I was leaning against it for the most part, but I made two exceptions. The first was because of a very out of date department web site. The second was on the advice of one of my letter writers; I emailed a POI who was of retirement age to see if he was still active. I'm glad I did, because he just retired at the end of last semester. In each case, I just made a quick statement about what I liked about their work, what I plan to do in a PhD and asked A. what graduate level classes they are teaching or plan to teach and B. if they expected to be available for dissertation committees in the next couple of years.

Both were extremely gracious and I'm ultimately glad I contacted them, even though the first POI said he didn't know how he felt about my proposed methodology. That was kind of a bummer to hear, but it wasn't outright negative and I'm not taking it as discouragement toward applying. And regardless, I feel really good about knowing I'm only applying to places where there will grad-active be profs I want to study with. I can imagine being very frustrated spending the time and money researching a school, reading a prof's work, applying, and then finding out the POI isn't there or isn't working with grads much. 

TL;DR - it's a case-by-case thing, and I would really only do it if there was a reasonable chance they might not be doing work you're interested in (if they're there at all). But I would definitely do that research on  your own first. I imagine it would look bad if you asked "hey, what are you working on" if articles are readily available online.  

As far as finding up-to-date pubs, I definitely recommend Academia.edu and ResearchGate even if you do have access to a university database. I found a lot of work from POIs as free pdfs on public sites that my U's library didn't have.   

Thank you! I'll go down the hunting for publications route first, as you've suggested. 

Sidenote, @indoorfireworks, on first reading your post I misread 'if he was still active' as 'if he was still alive' and that's just... something... ?

Posted
11 hours ago, onerepublic96 said:

 

Thank you!
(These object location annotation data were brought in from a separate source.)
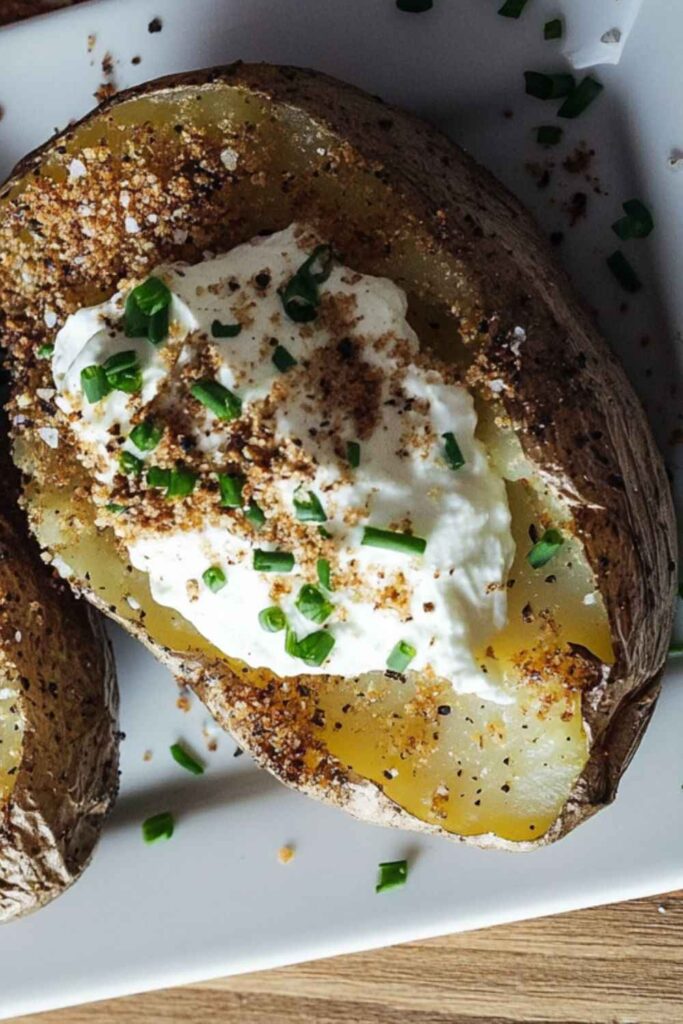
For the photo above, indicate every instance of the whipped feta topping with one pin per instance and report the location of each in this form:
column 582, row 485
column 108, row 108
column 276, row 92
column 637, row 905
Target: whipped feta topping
column 353, row 374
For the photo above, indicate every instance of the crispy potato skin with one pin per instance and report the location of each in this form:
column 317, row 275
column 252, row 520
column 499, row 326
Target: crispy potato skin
column 66, row 783
column 575, row 415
I'll go down the hunting for publications route first, as you've suggested. 

Sidenote, @indoorfireworks, on first reading your post I misread 'if he was still active' as 'if he was still alive' and that's just... something... ?

I would recommend this route too, and it may also be helpful to search for your POI in a database and limit your results to dissertations – the dissertations they have supervised should come up. I learned through this method that the only Romanticist at a program of interest hasn't published since 2013 and hasn't supervised a dissertation since 2014, so I knocked that program off of my list.

Posted (edited)
19 hours ago, onerepublic96 said:

 

Sidenote, @indoorfireworks, on first reading your post I misread 'if he was still active' as 'if he was still alive' and that's just... something... ?

haha yes, that's also an important factor

Edited by indoorfireworks
Posted

I spent weeks working myself up to contact a POI at Chicago but just couldn't shake the feeling that it would be a totally inorganic, artificial, bullshit outreach with the obvious subtext being "please let me in to your program" so I didn't end up reaching out to anyone. It doesn't sound like many of the people in my cohort did either, except for one person who had a fairly direct personal connection via a mentor. So I would not say that this kind of contact is required.